# Geocoding

Geocoding is the process of providing a reference (such as LAT and LNG coordinates) for a string recognized as a geographical entity in the text. Often, there are several candidate entities, and an important challenge for geocoding is finding the most likely candidate.

## Geonames

An important resource for geographical annotation is [Geonames](https://www.geonames.org/). Here, we demonstrate how to incorporate geonames in the spaCy annotation pipeline.

### geocoder library

To access geonames from a python program, we will use the [geocoder](https://geocoder.readthedocs.io/providers/GeoNames.html) library for geonames, demonstrated below. 

To use the api for **geonames**, you need to **register** as a user (ie create a [username](https://www.geonames.org/login)), and next go to your login page where you can activate access to the api.

_The parameter 'username' needs to be passed with each request. The username for your application can be registered here. You will then receive an email with a confirmation link and after you have confirmed the email you can enable your account for the webservice on your account page_

Geocoder provides easy access to other geo-resources as well (such as google maps).



In [None]:
#run this the first time and/or when you are using google colab
#!pip install geocoder


import geocoder

# replace GosseBouma with your own username 
locations = geocoder.geonames("Dagstuhl",key='GosseBouma',maxRows=5)
# try Winsum, Groningen (why is Veendam etc in there?)
# Bar Ilan University, Dagstuhl, Wadern, Martinitoren, Schloss Dagstuhl

for g in locations :
    print(g.address,g.description, g.latlng)


### Exercise 1

* Try a few values for the string in the call to the geonames api to explore which locations and points of interest are and are not covered by geonames

## spaCy

For integration of geocoding/geonames in spaCy, we first need to load a spacy model.

In [None]:
import spacy

# nlp = spacy.load('en_core_web_lg')

nlp = spacy.load('en_core_web_trf')


## Geocoding spaCy Named Entities using geonames

Next we define the linker function for geonames. 

Integration with spaCy is done by introducing an extension attribute on the spans found by the named entities component. See https://spacy.io/usage/rule-based-matching#entityruler for an example and discussion.

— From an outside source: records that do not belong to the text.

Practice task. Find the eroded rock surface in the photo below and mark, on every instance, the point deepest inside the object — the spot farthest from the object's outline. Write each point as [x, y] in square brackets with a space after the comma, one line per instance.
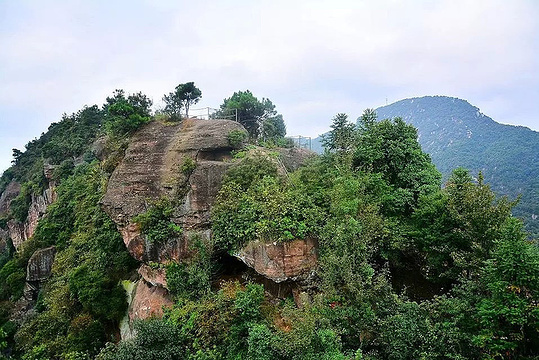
[20, 232]
[38, 270]
[280, 262]
[10, 193]
[148, 301]
[152, 169]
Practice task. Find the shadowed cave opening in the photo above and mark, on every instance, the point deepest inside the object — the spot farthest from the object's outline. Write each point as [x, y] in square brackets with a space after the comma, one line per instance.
[231, 268]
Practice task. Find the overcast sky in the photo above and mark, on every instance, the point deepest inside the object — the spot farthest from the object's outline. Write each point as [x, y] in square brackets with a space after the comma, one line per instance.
[312, 58]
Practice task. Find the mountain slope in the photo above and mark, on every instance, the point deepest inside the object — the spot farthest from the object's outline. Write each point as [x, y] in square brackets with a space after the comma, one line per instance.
[455, 133]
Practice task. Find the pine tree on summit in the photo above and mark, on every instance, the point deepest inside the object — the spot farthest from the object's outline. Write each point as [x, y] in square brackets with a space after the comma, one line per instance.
[183, 97]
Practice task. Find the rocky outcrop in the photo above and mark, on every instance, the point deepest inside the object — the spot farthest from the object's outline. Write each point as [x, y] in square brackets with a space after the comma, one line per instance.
[20, 232]
[293, 158]
[148, 301]
[152, 169]
[38, 270]
[154, 276]
[10, 193]
[279, 262]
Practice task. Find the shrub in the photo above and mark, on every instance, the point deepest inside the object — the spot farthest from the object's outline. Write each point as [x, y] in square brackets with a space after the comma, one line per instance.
[236, 138]
[155, 223]
[192, 278]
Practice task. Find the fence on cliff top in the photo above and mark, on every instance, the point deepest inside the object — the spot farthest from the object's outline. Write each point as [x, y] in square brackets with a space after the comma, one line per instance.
[206, 113]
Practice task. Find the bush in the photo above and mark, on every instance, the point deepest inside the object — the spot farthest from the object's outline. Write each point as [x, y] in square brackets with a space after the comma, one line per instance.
[192, 278]
[155, 223]
[236, 138]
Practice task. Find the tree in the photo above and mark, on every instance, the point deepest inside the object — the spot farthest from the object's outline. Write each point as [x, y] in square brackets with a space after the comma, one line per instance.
[126, 114]
[390, 148]
[341, 137]
[183, 97]
[273, 128]
[253, 113]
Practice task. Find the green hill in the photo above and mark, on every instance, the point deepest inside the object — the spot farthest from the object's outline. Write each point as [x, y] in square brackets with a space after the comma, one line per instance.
[455, 133]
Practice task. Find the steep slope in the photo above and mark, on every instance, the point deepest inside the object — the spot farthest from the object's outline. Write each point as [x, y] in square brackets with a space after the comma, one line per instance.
[455, 133]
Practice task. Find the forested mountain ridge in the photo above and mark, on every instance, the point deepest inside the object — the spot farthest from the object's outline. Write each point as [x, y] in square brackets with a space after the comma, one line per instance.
[126, 234]
[456, 134]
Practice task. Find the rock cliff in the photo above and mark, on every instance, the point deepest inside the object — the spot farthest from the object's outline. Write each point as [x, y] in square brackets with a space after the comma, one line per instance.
[152, 170]
[20, 232]
[185, 163]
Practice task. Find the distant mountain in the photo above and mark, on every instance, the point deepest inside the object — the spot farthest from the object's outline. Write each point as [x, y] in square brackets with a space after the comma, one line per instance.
[455, 133]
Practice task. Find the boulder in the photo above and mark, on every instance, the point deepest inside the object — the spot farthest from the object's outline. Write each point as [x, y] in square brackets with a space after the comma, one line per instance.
[40, 264]
[10, 193]
[20, 232]
[287, 261]
[148, 301]
[38, 270]
[154, 276]
[152, 169]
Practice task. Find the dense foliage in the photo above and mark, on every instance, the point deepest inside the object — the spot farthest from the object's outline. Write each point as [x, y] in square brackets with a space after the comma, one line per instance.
[82, 300]
[183, 96]
[259, 117]
[456, 133]
[406, 269]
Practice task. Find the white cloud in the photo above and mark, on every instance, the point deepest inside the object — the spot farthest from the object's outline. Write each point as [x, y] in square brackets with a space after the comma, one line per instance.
[311, 58]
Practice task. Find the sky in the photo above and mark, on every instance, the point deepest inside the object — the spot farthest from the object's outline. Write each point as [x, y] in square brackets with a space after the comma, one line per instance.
[312, 59]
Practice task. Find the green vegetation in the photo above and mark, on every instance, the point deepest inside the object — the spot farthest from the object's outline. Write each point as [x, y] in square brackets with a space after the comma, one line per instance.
[457, 134]
[83, 299]
[192, 278]
[181, 98]
[407, 269]
[259, 117]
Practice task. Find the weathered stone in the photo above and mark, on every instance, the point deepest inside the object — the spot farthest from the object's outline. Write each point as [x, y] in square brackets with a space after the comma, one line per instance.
[40, 264]
[38, 270]
[156, 277]
[280, 262]
[20, 232]
[10, 193]
[151, 170]
[148, 301]
[3, 241]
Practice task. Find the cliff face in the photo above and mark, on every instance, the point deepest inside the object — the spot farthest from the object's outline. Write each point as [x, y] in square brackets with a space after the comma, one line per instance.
[154, 168]
[20, 232]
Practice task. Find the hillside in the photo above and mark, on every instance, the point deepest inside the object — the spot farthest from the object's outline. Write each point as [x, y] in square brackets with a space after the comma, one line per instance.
[456, 134]
[127, 235]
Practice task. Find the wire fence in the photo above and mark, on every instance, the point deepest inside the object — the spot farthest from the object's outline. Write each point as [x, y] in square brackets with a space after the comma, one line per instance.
[207, 113]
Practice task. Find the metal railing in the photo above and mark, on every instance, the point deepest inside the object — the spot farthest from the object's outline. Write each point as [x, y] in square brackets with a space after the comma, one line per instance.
[207, 113]
[303, 142]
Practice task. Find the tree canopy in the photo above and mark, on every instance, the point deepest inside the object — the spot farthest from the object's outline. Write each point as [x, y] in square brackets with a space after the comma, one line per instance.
[259, 117]
[182, 97]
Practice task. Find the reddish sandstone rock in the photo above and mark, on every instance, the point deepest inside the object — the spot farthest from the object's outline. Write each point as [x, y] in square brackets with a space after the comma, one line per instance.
[156, 277]
[152, 169]
[148, 301]
[280, 262]
[10, 193]
[20, 232]
[38, 270]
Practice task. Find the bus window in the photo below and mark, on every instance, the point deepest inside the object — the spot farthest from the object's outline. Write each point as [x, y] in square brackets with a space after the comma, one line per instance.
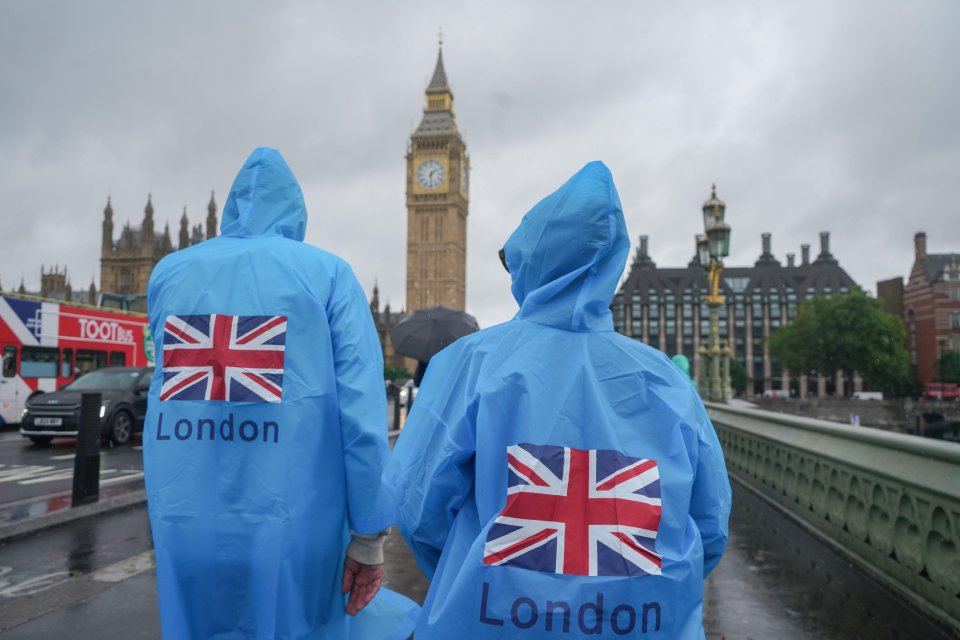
[66, 364]
[9, 361]
[39, 362]
[88, 360]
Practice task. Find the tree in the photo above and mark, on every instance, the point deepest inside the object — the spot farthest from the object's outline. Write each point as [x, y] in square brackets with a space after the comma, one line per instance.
[848, 332]
[393, 373]
[948, 367]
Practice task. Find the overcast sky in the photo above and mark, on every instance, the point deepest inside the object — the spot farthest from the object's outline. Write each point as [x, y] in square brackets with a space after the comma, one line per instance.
[809, 116]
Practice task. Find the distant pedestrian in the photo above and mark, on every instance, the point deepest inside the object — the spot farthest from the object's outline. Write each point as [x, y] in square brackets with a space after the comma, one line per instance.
[266, 424]
[556, 477]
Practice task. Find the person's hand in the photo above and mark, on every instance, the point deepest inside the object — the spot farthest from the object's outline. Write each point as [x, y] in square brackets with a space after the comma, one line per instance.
[361, 581]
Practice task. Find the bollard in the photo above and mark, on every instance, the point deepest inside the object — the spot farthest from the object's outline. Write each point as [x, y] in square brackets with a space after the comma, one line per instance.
[86, 462]
[396, 410]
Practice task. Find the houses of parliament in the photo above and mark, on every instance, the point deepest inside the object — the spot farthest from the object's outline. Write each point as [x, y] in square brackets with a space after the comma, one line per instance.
[437, 201]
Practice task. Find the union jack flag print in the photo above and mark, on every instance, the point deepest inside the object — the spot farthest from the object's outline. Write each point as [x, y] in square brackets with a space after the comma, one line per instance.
[583, 512]
[219, 357]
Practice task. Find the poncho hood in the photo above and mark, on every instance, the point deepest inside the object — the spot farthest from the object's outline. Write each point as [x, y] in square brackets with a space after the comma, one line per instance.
[265, 199]
[568, 254]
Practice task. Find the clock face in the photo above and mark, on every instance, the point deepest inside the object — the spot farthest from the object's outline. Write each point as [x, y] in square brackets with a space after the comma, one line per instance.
[430, 174]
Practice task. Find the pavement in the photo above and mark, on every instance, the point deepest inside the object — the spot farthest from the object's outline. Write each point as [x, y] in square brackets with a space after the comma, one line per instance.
[776, 581]
[80, 571]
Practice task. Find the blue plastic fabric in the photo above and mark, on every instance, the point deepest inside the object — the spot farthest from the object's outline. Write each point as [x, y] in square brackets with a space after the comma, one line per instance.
[250, 499]
[557, 380]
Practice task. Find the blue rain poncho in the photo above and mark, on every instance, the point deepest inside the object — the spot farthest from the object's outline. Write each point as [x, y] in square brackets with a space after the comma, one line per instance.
[266, 422]
[555, 477]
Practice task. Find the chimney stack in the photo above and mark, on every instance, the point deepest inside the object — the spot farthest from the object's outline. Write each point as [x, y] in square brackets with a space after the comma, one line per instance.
[920, 245]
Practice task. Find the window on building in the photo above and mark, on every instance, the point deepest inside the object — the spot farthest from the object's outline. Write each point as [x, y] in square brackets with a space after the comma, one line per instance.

Only geographical locations are linked using geonames. Note that we simply return the first match from geonames, other linking strategies (which ones?) might give more accurate results. 


In [None]:
import requests

from spacy.tokens import Span
    
def geonames_linking(span) :
    # You can try to come up with more interesting geocding strategies instead of picking the first solution
    if span.label_ == "GPE" :
        g = geocoder.geonames(span.text,key='GosseBouma')
        if g :
            #print(g)
            return((g.latlng,g.description,g.country))
        else :
            return('GPE_not_known')
    else :
        return "not_GPE"
            
Span.set_extension('geonames_link',getter=geonames_linking,force=True)    



In [None]:
doc = nlp(text)

#text = '''At the UG’s Campus Fryslân faculty in Leeuwarden, Van Vulpen is conducting research into discontent in different regions of the Netherlands. The results of the recent provincial elections, in which the new Farmer-Citizen Movement (BBB) scored a thumping victory over the established parties, suggest that the government is the main object of that discontent. Van Vulpen: ‘The BBB used public disaffection to its advantage, profiling itself as a rural party and magnifying the differences between city and countryside.’
# Much of the support for the BBB came from the fringe regions outside the Randstad. In parts of the province of Overijssel, the BBB raked in almost 60% of the votes. Van Vulpen’s goal is to uncover the reasons underlying this regional discontent with the government and the established parties. Because of his expertise in this area, his opinion is often sought by the Dutch media.'''

text = '''Last August, Oleg Patsulya, a Russian citizen living near Miami, emailed a Russian airline that had been cut off from Western technology and materials with a tempting offer.
He could help circumvent the global sanctions imposed on Rossiya Airlines after Russia’s invasion of Ukraine by shuffling the aircraft parts and electronics that it so desperately needed through a network of companies based in Florida, Turkey and Russia.
'''
for sent in doc.sents :
    print(sent.text)
for ent in doc.ents: 
    print(ent.text, ent._.geonames_link)
print()

### Exercise 2

* Replace the text in the example above with another text, containing one or more gegraphical locations. Are they recognized as entities? Are they located correctly and linked to the correct entity? 

### Exercise 3
* Modify the geonames-entity-linking function so that it prints population size as well for each resolved population. See [geonames](https://geocoder.readthedocs.io/providers/GeoNames.html) for details 

### Exercise 4
* Modify the geonames-entity-linking function with the additional constraint that locations must be linked to a location that is situated in a given country. I.e. for a newspaper article about the Netherlands, we might require *Bergen* to be resolved to the place in the Netherlands, not Norway. Check geonames filters for details
* Can you think of another example where such a constraint would help? If so, show that the linker gives different results with and without the constraint.